Timbre sur la visite du général de Gaulle

Quand la mémoire est oblitérée

Gilles Rhéaume
Vice-président du Mouvement souverainiste du Québec

Ce texte a été publié dans le quotidien Le Figaro, le lundi 17 mars 1997

LeDevoir 19 mars 1997



La simple possibilité d'émettre un timbre-poste français à l'occasion du 30e anniversaire de la visite mémorable du général de Gaulle chez nous et de son fameux «Vive le Québec libre!» a soulevé au Canada anglais un véritable tollé. Des politiciens fédéralistes sont intervenus à la Chambre des communes à Ottawa en souhaitant que le Canada invite la France à se mêler de ce qui la regarde - et en allant jusqu'à évoquer le possible renvoi de l'ambassadeur de France dans son pays.

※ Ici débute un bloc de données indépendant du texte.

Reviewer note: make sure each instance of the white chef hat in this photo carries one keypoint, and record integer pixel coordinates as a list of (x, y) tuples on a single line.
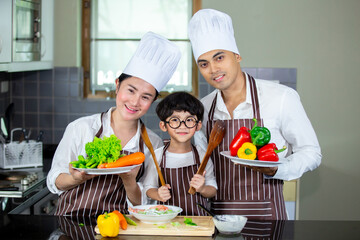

Rien de moins!

Qui plus est, le chef d'un parti ultra-fédéraliste anglophone du Québec a poussé l'outrecuidance jusqu'à affirmer que l'impression d'un tel timbre-poste «déprécierait la mort de dizaines de milliers de nos soldats durant les deux guerres mondiales».

De tels écarts de langage illustrent la largeur de vue de leurs auteurs, ainsi que la teneur des préjugés anti-français dont le Canada français et le Québec subissent trop souvent et depuis trop longtemps les sporadiques mais toujours insupportables manifestations. Toute cette saga, à première vue anecdotique, a pourtant fait les manchettes de tous les médias et s'est même transportée en plusieurs pays européens par l'entremise de la BBC de Londres, dont le souci d'objectivité mérite cependant d'être souligné.

Le Mouvement souverainiste du Québec tient dans un premier temps, à dissocier formellement le peuple québécois de ces clameurs, aussi incongrues que malveillantes, à l'égard d'un homme, Charles de Gaulle, dont la stature éclipse, aujourd'hui comme à l'époque d'ailleurs, les détracteurs déchaînés de la cause du Québec. Malgré l'incontenance de ces réactions, elles auront au moins permis de décrire quelque peu le climat politique au Canada, depuis le référendum de 1996, ainsi que la hauteur et la qualité des débats... En attaquant le souvenir de De Gaulle, c'est l'idée de souveraineté qui est visée. Mais notre sérénité et notre ténacité vaincront bientôt!

La décision d'émettre un timbre-poste relève exclusivement des autorités françaises. La vie et l'oeuvre du général de Gaulle sont partie intégrante du patrimoine universel. Mais, d'abord et avant tout ces réalités sont françaises. Conséquemment, la visite de 1967 au Québec appartient à l'histoire de France. La commémoration de cet événement est donc absolument justifiée si tel est le désir des Français.

Au Québec, nous ne pouvons ni ne voulons rester indifférents à tout ce qui peut contribuer à perpétuer la mémoire de ce grand ami de notre peuple qui a su, avant tous les autres, comprendre nos aspirations nationales les plus naturelles. C'est donc remplis de gratitude que les millions de souverainistes du Québec, dont le nombre correspondait, en 1995, à 49,42% de l'électorat, accueilleraient tout hommage que le France voudra bien rendre au président de Gaulle.

En attendant que notre pays, le Québec, puisse saluer comme il se doit l'amitié fraternelle que nous a témoignée cet éminent fils de la France, c'est avec joie que nous recevrons toute correspondance de ce cher pays, qui a été longtemps aussi le nôtre. «Vive le Québec libre», et français.